Kostenlos und generationenübergreifend
Das Lesecafé ist ein kostenloses, generationsübergreifendes Bildungsangebot, das Eltern und Kinder, mit oder ohne Migrationshintergrund, anspricht. Der Fokus liegt nicht nur auf der Entwicklung der frühen Lese- und Schreibfähigkeit junger Kinder, sondern auch auf der Verbesserung der Lesefähigkeiten der Eltern. Außerdem sollen die Eltern ihren Kindern helfen können, lesen und schreiben zu lernen. „Rund 60 bis 70 Personen kommen regelmäßig ins Lesecafé. Insbesondere Mütter mit Migrationshintergrund mit geringen Sprach- und Schriftkenntnissen scheinen sich zu interessieren“, freut sich Sabine Betz, Sozialarbeiterin und Mitarbeiterin des VBW Klarenthal, die für die Organisation des Lesecafés zuständig ist. Unterstützt wird sie dabei von zahlreichen Ehrenamtlichen sowie im Bereich Sprachförderung von Caro Katzenbach.
Beim Lesecafé gibt es feste Rituale und Abläufe.
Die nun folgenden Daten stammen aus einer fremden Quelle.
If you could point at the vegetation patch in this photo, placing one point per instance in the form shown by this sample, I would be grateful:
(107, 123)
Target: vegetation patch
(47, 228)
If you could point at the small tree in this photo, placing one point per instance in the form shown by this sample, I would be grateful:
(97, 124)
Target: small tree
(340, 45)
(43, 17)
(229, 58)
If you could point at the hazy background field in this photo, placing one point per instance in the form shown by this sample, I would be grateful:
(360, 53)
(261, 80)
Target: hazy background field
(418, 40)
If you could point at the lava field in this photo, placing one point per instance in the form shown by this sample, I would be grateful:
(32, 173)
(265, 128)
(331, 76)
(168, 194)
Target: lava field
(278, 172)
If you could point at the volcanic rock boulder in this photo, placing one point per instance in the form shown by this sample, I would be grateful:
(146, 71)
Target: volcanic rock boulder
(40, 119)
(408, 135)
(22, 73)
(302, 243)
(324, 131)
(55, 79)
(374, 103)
Es basiert auf dem Konzept „Family Literacy“, das auf den drei Säulen „Elternzeit“, „Kinderzeit“ und „Familienzeit“, also auf der Arbeit mit zwei Generationen, fußt. Die Elternzeit, der „Mami-Treff“, ist von 14.30 bis 15 Uhr. Dann werden für die Eltern-Kind-Arbeit drei Stationen zum Lerngegenstand (aktuell „Gefühle“) aufgebaut, an denen zum Thema folgende Aktivitäten stattfinden: Vor(lesen), (kreatives) Schreiben, Lieder singen, Basteln und Spielen. An diesem Donnerstag werden zum Beispiel Bücher wie „Ich und meine Gefühle“ von Holde Kreul gelesen, anschließend gemeinsam Bildchen ausgeschnitten und die unterschiedlichen Gefühle den darauf abgebildeten Gesichtern zugeordnet. Den Abschluss bildet ab 16 Uhr eine Kaffee- und Kuchenrunde, gefolgt von einer Präsentation der Ergebnisse und Aktivitäten an diesem Nachmittag.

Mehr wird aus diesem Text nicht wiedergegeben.